Government’s direct tax mop-up is set to miss the revised target for the 2014-15 fiscal as the collection so far has been only about Rs 6,30,000 crore, an I-T department official said.
Keeping in view of the sluggish rise in collection, the government had revised downwards its target at Rs 7,05,000 crore for the current fiscal, after initially having budgeted Rs 7,36,000 crore in the direct tax mop-up.
The department may not be able to achieve even the revised target, the official said, adding as on March 24 the department had collected only Rs 6,30,000 crore from across the country, up Rs 5,83,000 crore during the corresponding period last fiscal, thus showing a growth of 8.2 percent.
Mumbai continued to be the largest centre for income tax collection and mopped up Rs 1,99,426 crore so far, which is higher by 10.9 percent when compared to the mark of Rs 1,79,763 crore during the corresponding period last fiscal.
The I-T Department has a target to mop up Rs 2.30 trillion from Mumbai this fiscal out of the direct tax collection target of Rs 7.04 trillion for FY15.

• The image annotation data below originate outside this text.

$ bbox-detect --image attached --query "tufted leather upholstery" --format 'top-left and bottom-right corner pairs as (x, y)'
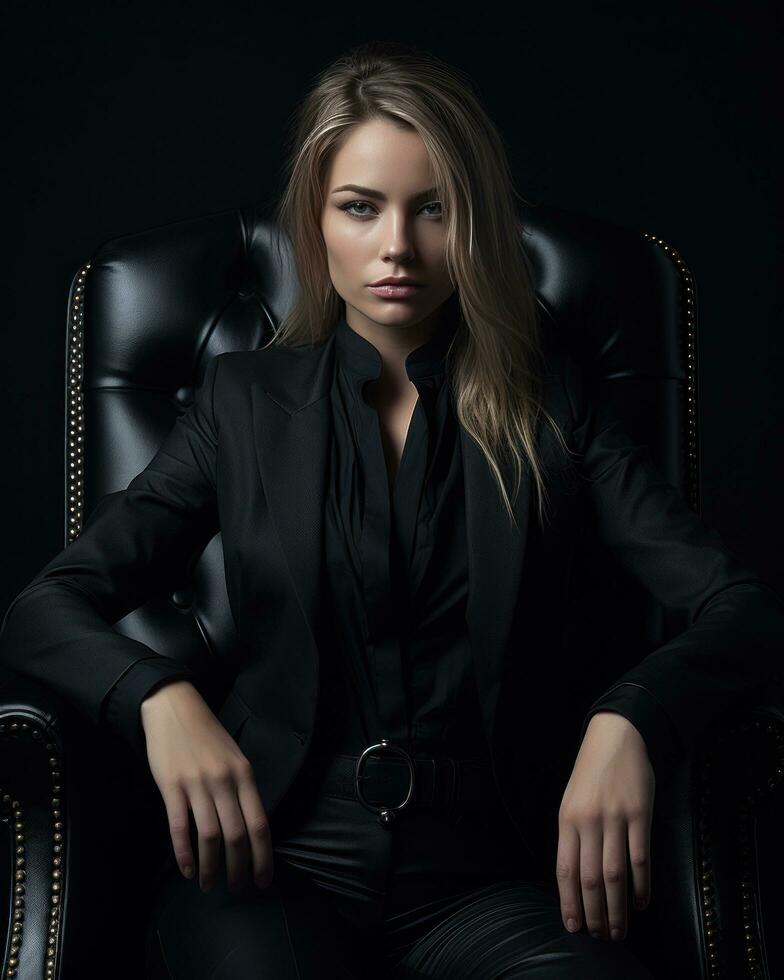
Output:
(0, 207), (784, 980)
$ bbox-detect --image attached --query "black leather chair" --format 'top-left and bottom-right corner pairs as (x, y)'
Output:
(0, 201), (784, 980)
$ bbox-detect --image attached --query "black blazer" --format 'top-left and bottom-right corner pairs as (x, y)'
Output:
(0, 337), (784, 844)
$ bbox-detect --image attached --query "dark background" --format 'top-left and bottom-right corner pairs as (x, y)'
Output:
(0, 2), (784, 611)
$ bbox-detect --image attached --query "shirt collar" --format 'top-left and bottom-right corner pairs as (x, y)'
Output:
(335, 316), (455, 381)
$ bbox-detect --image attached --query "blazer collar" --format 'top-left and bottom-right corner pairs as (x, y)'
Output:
(251, 333), (530, 740)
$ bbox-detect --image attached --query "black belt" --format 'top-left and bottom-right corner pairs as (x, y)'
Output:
(308, 739), (496, 825)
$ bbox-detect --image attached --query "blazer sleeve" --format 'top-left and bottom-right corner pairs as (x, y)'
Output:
(0, 354), (221, 759)
(563, 355), (784, 775)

The Delhi circle collected Rs 96,722 crore as against Rs 86,619 crore during the corresponding period last fiscal, registering a growth of 11.7 per cent, the official said.

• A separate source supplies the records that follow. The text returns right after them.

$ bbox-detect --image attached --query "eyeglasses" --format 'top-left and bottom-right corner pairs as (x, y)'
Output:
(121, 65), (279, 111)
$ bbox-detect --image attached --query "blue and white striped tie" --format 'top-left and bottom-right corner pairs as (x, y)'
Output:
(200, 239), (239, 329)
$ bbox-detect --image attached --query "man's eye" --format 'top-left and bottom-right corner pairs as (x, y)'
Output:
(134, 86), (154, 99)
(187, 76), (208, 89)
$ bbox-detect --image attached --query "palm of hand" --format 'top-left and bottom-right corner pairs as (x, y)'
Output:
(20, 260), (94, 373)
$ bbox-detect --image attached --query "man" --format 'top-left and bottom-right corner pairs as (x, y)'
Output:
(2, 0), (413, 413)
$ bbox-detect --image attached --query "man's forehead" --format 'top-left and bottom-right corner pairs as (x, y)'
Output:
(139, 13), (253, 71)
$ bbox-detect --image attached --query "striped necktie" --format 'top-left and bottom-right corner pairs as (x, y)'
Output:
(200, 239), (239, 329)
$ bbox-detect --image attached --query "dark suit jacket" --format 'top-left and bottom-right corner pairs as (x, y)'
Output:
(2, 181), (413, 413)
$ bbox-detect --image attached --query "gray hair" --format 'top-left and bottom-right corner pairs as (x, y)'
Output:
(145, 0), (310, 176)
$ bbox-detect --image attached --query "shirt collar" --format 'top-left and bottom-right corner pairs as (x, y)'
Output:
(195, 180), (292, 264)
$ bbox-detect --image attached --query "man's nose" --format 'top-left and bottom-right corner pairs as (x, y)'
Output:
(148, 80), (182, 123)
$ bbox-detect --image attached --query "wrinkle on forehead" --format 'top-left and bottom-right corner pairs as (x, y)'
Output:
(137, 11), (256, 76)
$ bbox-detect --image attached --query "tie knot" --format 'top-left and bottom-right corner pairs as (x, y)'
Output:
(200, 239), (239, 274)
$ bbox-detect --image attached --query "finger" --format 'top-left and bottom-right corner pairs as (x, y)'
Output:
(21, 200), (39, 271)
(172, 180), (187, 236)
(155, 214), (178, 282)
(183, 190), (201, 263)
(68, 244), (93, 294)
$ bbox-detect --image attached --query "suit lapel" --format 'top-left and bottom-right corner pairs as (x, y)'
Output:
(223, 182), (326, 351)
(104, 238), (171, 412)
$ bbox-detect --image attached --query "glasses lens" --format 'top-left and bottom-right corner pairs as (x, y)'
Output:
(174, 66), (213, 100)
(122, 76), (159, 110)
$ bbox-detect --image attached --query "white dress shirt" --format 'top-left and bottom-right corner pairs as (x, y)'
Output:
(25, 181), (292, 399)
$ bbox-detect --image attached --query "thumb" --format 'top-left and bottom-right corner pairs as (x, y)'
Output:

The official blamed the likelihood of lower than projected target of direct tax collection to certain sectors like manufacturing which have not been able to do well in the sluggish country’s economic growth.
The sluggish collections come even as many large corporate paid higher advance tax this fiscal, and especially in the fourth quarter.
While the nation’s largest lender State Bank of India has reportedly paid 23 percent more in advance tax at about Rs 1,794 crore for the March quarter compared to around Rs 1,456 crore a year-ago, LIC has paid Rs 1,470 crore, an increase of 15 percent over Rs 1,280 in the same period last year.